After reading King, Gandhi, and others who undertake change through nonviolent action, as well as a number of philosophers who think about it deeply, it is interesting to notice the different intellectual style these political scientists bring to the issue. While they are not uninterested in morality -- noting for example that one reason nonviolent movements can gather more active supporters is that so many people have moral qualms about participating in violence -- they treat morality simply as another sociological fact, and studiously avoid making any value-claims themselves. They seem to be arguing that their objective analysis shows nonviolent action to be superior for one reason only: that it tends to be more effective.

Powerful as such reasoning seems on the surface, in its vigorous avoidance of any (subjective or objective) assessment of the rather different values underlying violent and nonviolent choices of method, it feels oddly dissociated from the intentions that motivate most campaigns. This work might well encourage people to undertake nonviolent campaigns who would otherwise be doubtful of its efficacy, but it's hard to see how it can inspire the sort of commitment to nonviolence that Gandhi thought was so important.

Thursday, November 15, 2012

LCR: Alan Turing and Deductive Logic

This year is the centenary of the birth of Alan Turing, the British logician and cryptographer who cracked the Nazi "Enigma" code and almost certainly shortened WWII, perhaps by several years. Turing happened to be gay, and after the war was persecuted for it, which probably led to his death by accidental poisoning (or suicide, as some people think). Here is a short article on the role of deductive logic in his work, and its under-appreciated value for biomedical research.
An excerpt:
"Even though all deductive conclusions are logically implicit in the premises, they are not necessarily obvious, and they can require immense intellectual effort to generate.
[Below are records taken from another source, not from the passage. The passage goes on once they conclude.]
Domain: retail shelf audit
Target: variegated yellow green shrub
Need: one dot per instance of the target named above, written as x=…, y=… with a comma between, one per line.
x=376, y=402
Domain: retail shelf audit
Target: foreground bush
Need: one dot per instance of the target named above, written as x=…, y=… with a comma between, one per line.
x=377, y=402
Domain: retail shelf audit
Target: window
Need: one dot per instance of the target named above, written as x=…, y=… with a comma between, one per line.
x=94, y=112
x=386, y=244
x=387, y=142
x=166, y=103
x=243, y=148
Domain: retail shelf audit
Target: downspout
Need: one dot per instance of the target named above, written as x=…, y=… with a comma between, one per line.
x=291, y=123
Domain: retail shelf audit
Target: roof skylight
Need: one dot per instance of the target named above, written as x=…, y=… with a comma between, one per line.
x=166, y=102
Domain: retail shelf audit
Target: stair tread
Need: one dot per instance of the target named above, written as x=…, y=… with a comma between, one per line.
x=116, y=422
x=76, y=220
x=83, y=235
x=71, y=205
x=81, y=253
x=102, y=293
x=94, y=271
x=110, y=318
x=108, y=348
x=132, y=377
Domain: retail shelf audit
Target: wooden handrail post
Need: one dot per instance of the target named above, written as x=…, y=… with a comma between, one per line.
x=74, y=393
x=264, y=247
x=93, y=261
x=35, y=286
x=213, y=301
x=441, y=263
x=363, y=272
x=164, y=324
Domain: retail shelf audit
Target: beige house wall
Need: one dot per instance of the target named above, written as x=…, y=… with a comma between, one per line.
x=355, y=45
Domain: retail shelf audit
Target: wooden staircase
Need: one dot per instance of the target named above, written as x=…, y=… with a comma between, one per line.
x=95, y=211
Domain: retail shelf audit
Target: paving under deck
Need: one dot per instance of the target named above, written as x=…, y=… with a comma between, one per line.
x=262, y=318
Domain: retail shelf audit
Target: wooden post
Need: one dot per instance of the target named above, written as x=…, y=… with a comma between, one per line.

For example, in order to successfully decipher encrypted Nazi dispatches, Turing and his WWII colleagues had to make virtually every deductive inference permitted by the information in hand, what I call “maximum deduction.” As an ideal, maximum deduction is of potential relevance to today’s biomedical researchers, as deeper reasoning could help avoid fruitless lines of investigation while pointing to previously unrecognized but potentially valuable experiments. But as cognition expert Daniel Kahneman recently noted, rigorous reasoning is energy-intensive and the default choice for many individuals is to minimize cognitive effort.  Biomedical investigators frequently fail to make all of the inferences that are possible with the data available to them, whether derived from their own investigations or from studies by others."

Tuesday, November 13, 2012

CD: Raz on legal protest

I'm struggling with Joseph Raz's analysis of the right to civil disobedience, and a piece of what's bothering me shows up in this paragraph:  "Liberal states do not make the legitimacy of political action dependent on the cause it is meant to serve. People may support political aims of all complexions. But the right to political action is circumscribed in such states by limitations as the form of the permissible actions. Given that we are used to thinking in this way of lawful political action, it is only natural to extend the same approach to unlawful political activity."
But this seems seriously to miss the point. The "form of the permissible actions" is, precisely and reductively, a legal form. Illegal action, by definition, departs from legality, so it seems to me we really would be correct to hold it to a different, and presumably higher, moral standard. Thoughts?